4.12.15

4 décembre 2015



Le temps et sa géographie

Voilà que l'automne est terminé. Le jour se pointe pour quelques heures et puis disparait derrière les buildings. C'est l'approche du solstice. Une période de bilans, une période pour souffler un peu, pour se frotter les yeux.  On songe aux jours de lumière traversés, on se creuse une tanière pour l'hiver.  On songe aux ours de lumière qui traversent la nuit en gardiens endormis de la flamme.  Comment garder la flamme? Il y a une pluie froide au-dehors, le monde s'affole, le monde est sombre.  On dit que le secret des ours est dans le ralentissement. C'est une idée plaisante. 

En tête

L'Oie de Cravan est justement un oiseau d'une effroyable lenteur. Un battement d'aile peine à effeuiller le calendrier, le vol migratoire dure des années. Si on ne sait pas bien comment se dirigent les oiseaux, la route que suit une maison d'édition de poésie relève d'un mystère plus grand encore. Ou plus bête. Elle va à l'instinct bien sûr, mais ce n'est pas celui des animaux.

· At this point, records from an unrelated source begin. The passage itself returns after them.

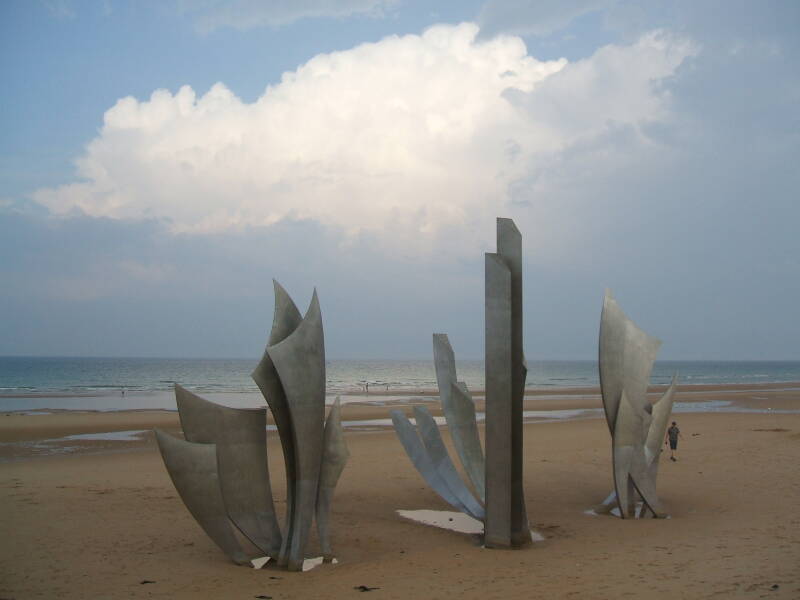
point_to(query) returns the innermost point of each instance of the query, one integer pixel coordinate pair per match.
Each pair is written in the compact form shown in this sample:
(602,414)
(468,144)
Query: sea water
(145,382)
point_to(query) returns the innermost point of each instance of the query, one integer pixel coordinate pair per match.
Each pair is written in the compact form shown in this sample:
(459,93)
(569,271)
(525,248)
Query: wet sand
(104,517)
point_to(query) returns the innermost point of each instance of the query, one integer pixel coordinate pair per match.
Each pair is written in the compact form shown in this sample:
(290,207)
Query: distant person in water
(673,433)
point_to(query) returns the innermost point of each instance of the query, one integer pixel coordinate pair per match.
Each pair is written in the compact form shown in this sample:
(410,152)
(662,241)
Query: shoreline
(41,432)
(100,522)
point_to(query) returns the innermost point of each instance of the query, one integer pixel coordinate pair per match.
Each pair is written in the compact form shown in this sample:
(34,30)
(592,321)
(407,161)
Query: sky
(161,163)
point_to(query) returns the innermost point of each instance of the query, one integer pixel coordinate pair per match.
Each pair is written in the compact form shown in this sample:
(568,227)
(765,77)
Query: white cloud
(404,137)
(248,14)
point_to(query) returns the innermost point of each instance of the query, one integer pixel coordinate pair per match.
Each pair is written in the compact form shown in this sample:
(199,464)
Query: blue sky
(160,163)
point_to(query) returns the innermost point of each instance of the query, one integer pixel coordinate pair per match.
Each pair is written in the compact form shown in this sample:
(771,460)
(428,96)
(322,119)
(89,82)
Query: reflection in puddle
(310,563)
(615,511)
(112,436)
(453,521)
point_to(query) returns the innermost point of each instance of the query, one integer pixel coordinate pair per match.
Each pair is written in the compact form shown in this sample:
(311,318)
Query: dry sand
(99,522)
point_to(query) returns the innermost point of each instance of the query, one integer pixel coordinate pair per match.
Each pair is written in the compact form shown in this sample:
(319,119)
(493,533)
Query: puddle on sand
(308,564)
(615,511)
(113,436)
(451,520)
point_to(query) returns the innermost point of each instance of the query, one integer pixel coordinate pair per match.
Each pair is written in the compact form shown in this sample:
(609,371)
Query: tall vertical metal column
(506,517)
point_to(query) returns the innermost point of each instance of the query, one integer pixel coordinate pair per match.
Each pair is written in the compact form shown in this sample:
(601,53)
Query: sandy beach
(99,518)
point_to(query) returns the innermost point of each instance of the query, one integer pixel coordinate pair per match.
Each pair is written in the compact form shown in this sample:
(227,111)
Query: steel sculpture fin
(285,320)
(300,362)
(432,439)
(240,438)
(459,412)
(626,356)
(334,459)
(418,454)
(193,470)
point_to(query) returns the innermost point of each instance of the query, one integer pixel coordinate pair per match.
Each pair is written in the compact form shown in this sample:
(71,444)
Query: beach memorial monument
(497,496)
(626,357)
(220,469)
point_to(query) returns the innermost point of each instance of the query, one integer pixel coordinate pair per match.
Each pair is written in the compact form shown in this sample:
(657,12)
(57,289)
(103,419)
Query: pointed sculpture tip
(278,288)
(314,301)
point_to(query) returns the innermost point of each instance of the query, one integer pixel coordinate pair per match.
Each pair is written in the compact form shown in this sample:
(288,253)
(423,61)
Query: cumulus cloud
(406,136)
(248,14)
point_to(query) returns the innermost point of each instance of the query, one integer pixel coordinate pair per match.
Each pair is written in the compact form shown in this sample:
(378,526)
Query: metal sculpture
(221,470)
(626,357)
(498,498)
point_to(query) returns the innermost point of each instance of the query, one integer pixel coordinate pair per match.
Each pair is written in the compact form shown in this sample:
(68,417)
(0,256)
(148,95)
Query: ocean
(26,382)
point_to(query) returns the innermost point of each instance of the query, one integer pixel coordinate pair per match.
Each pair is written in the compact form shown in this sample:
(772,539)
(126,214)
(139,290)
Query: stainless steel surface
(300,362)
(334,459)
(459,412)
(193,470)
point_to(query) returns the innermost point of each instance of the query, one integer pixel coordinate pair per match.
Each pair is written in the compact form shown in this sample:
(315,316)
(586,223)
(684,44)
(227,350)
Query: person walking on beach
(673,433)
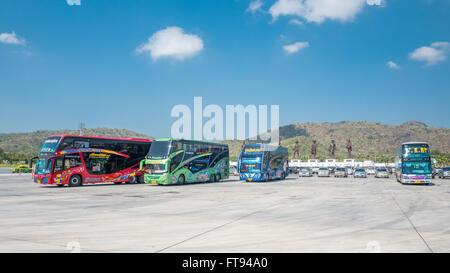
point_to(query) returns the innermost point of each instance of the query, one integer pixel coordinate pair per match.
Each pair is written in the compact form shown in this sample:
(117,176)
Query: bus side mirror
(30,162)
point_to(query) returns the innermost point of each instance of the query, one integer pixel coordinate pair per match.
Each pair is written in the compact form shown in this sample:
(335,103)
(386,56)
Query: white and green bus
(179,161)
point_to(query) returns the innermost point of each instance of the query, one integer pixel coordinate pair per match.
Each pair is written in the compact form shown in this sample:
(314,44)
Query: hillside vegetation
(370,140)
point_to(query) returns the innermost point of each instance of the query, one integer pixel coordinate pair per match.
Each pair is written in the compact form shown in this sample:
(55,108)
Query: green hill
(369,139)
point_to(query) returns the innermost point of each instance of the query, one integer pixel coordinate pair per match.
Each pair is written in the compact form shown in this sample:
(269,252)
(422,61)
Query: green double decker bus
(178,161)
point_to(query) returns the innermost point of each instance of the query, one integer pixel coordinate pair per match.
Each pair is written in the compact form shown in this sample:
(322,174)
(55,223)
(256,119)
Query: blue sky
(61,64)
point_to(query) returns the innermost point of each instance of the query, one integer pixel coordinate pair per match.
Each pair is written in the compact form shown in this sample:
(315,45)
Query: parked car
(331,170)
(294,170)
(233,170)
(436,172)
(315,170)
(305,172)
(360,173)
(370,171)
(349,171)
(445,173)
(21,169)
(323,172)
(340,172)
(381,172)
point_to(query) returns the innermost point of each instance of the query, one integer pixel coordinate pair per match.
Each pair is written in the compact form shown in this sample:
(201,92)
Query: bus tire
(132,180)
(75,181)
(181,179)
(140,179)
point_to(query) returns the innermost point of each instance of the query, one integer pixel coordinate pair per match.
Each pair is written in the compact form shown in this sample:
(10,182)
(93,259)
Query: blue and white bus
(413,163)
(262,162)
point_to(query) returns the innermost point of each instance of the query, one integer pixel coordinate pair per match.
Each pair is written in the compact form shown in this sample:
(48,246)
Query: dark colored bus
(261,162)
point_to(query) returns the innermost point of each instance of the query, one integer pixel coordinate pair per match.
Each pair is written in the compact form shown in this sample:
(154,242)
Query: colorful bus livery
(413,163)
(178,161)
(261,162)
(77,160)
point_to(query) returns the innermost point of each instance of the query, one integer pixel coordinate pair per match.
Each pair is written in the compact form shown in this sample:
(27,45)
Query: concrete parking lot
(295,215)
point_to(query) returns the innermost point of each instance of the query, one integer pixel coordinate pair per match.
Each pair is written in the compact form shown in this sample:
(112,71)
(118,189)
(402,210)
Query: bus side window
(175,161)
(72,161)
(66,144)
(275,163)
(59,164)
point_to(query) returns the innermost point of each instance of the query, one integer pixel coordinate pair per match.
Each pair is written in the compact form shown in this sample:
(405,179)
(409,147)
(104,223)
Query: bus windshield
(43,166)
(159,149)
(416,150)
(250,167)
(156,168)
(416,167)
(50,145)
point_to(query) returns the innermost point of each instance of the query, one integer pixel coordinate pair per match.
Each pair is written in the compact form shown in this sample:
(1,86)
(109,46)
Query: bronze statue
(349,148)
(296,149)
(332,148)
(314,149)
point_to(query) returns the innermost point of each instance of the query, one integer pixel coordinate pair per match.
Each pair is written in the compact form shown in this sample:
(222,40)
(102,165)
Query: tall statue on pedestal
(314,149)
(296,150)
(349,148)
(332,148)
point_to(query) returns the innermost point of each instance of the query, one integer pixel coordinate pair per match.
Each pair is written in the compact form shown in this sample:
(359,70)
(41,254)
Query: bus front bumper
(42,179)
(155,178)
(416,179)
(251,177)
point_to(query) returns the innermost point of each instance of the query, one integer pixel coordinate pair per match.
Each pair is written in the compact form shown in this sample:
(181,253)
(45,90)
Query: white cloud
(11,38)
(296,22)
(392,65)
(319,10)
(375,2)
(171,42)
(255,6)
(292,48)
(73,2)
(433,54)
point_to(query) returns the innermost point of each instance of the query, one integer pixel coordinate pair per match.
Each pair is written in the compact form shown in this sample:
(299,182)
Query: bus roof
(199,141)
(414,142)
(100,137)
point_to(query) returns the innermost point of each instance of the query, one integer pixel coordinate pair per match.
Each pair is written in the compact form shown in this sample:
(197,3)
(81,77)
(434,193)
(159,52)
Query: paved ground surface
(296,215)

C'est un instinct peu sûr de lui, qui se base sur le manque de certitudes même pour dessiner sa route. 24 années de traversées en posant des livres pour tracer le chemin. Un chemin un peu confus, bien sûr. Si chaque pierre délestée ne fait pas toujours le poids, il faut bien avouer qu'il y a des moments de grande fierté. Ainsi, depuis octobre,  L'Oie de Cravan a fait paraître des livres dont l'existence seule est déjà un réconfort. Des objets qui nous semblent beaux et bons. Je pense à Golden Square Mile, le roman d'amour déchiré de Maxime Catellier ; à Vallée des cicatrices, la présence toujours juste de Patrice Desbiens. Mais aussi à deux livres sortis en novembre, un peu en secret :  L'Hiver, hier, le magnifique récit de notre hiver comme seule la langue de Michel Garneau peut l'évoquer.  Et puis, Maman Sauvage, les premiers poèmes de la bédéiste Geneviève Castrée (sous son vrai nom, Geneviève Elverum). Il fallait des poèmes sans dessins et justes pour dire le corps et la tête dans l'attente d'un enfant. Neuf mois pour devenir complètement la maman sauvage.  La rage et la joie. Contrairement à notre habitude, ces livres n'ont pas eu droit à un lancement. C'est que ces auteurs vivent bien loin de tout. Ils ont raison d'être présents dans la distance. Chaque jour on s'y essaie. Pas facile, pour un bête oiseau.


À venir

Envie de dire : «À bas le temps des fêtes !».  Mais une petite fille à nos côtés aime trop les lumières qui brillent dans la nuit. On va donc dresser l'arbre, l'illuminer, et traverser l'hiver; comme l'ours, comme la petite fille, comme une fière oie qui se laisser porter.  Neiges, froids, souffles : on est prêt à se laisser glisser, à tout traverser. Jouer et regarder jouer. Myriam Gendron sera à la Casa del Popolo le 16 décembre pour son dernier spectacle de l'année, en compagnie des chics Damon & Naomi.  Puis, bien blottis, on préparera la saison prochaine : nouvelles de Thierry Horguelin,  poèmes de Sébastien B. Gagnon et de Hélène Frédérick, dessins de Edgar Hudon et bien d'autres choses. Mille et un monts et merveilles nous attendent de l'autre côté.